Book Review: Breakable You

I tend not to judge books by their cover, but I do judge them by their title. When I go to Borders or Barnes and Nobel, I scan the tables of the three-for-the price-of-two books. Sure, most have eye-catching covers, but it is the title that makes me pick up the book.

This has produced some pretty bad choices, such as “Castle in the Forest” by Norman Mailer, but has also produced some better ones, aka “Breakable You,” by Brian Morton (the latter also has a better cover, if you were wondering).

The back cover introduces you to the four people who create the narrative of the novel: Adam Weller, his former wife Eleanor, his daughter Maud, and Samir, his daughter’s lover.

The novel starts through Eleanor’s view. The breakdown on Eleanor: her husband just left her for a younger woman, blond of all colors, her daughter is a graduate student who has previously been hospitalized for depression, and she wants to solve everyone’s problems but her own.
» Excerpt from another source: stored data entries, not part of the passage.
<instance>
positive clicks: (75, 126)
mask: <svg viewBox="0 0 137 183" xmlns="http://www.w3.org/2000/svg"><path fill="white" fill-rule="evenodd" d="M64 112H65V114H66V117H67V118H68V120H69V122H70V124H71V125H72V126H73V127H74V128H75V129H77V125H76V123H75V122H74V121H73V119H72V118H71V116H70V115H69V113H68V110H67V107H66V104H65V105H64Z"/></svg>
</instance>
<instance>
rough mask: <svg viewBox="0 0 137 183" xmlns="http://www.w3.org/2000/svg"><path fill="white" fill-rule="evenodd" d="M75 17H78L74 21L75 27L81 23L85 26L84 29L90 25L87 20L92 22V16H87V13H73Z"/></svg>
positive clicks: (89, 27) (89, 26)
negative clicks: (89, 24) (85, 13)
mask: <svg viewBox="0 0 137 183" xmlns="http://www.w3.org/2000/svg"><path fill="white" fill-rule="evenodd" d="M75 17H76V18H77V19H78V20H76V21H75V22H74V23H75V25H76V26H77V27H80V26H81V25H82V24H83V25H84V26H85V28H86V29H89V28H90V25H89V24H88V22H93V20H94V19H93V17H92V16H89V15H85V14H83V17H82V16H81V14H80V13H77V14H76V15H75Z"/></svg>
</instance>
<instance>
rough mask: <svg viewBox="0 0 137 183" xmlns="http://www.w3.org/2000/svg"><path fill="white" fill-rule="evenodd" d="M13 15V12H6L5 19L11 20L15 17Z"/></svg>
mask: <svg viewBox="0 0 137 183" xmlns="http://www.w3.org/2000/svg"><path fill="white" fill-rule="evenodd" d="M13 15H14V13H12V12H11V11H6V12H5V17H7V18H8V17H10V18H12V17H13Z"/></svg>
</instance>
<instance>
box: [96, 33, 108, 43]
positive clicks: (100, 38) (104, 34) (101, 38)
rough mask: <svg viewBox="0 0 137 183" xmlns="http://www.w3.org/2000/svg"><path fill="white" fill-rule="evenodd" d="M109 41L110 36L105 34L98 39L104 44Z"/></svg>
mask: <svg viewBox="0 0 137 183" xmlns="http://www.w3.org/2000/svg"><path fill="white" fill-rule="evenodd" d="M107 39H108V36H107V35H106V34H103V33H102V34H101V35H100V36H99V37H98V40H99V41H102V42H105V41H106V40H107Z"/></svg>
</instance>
Over lunch, she is meeting with her former husband about a year after their break up to discuss the divorce arrangements. The tensions begin to reveal themselves as Eleanor silently picks apart everything Adam does or says.

Maud is the center of their conversation – Adam is more concerned with his writing career and new affair and Eleanor wishes to coddle her daughter as much as possible.

It’s hard to discern just how capable their daughter is until you meet her.

She proves herself to be a quirky character for sure. More often than not, she is lost in her thoughts and living in her own world.

This changes when she meets Samir, perhaps the most intriguing character I have met in the past year. He is quiet but intense. Right away, one can tell he is harboring more grief than he can handle, but he isn’t ready to share it with anyone.

Though both are attracted to each other and genuinely feel comfortable in each other’s presence, each has something holding them back. The fragile, close-to-breaking Maud takes the lead in this relationship and begins to lead Samir back to life through sex. As their encounters grow more passionate, they begin a new lease on life.

Samir opens up about his daughter, who died from a rare blood disease at a young age, and Maud confronts her fear of falling into another depression by throwing herself into the love affair, while overcoming the thought that if her parents fell out of love, what is the point of falling in love.

At the same time, Eleanor’s high school sweetheart comes back into the picture, while Adam realizes that Thea, his young lover, won’t be around much longer. Each character faces their personal demons when confronting the idea of love and what it means to love another.

Samir especially has to fight the battles of loving someone after he convinced himself the world held nothing good after his daughter died. He sees her in the faces of all the children and has to overcome the guilt of feeling alive when she is dead.

Just as the characters begin to find out how to live again, tragedy hits, spinning the remaining characters back into a state of grief.

Morton scrutinizes the characters to find how one deals with grief and learns to live again in a heart-wrenching novel. More importantly it shows how little it takes to break and how hard it is to mend.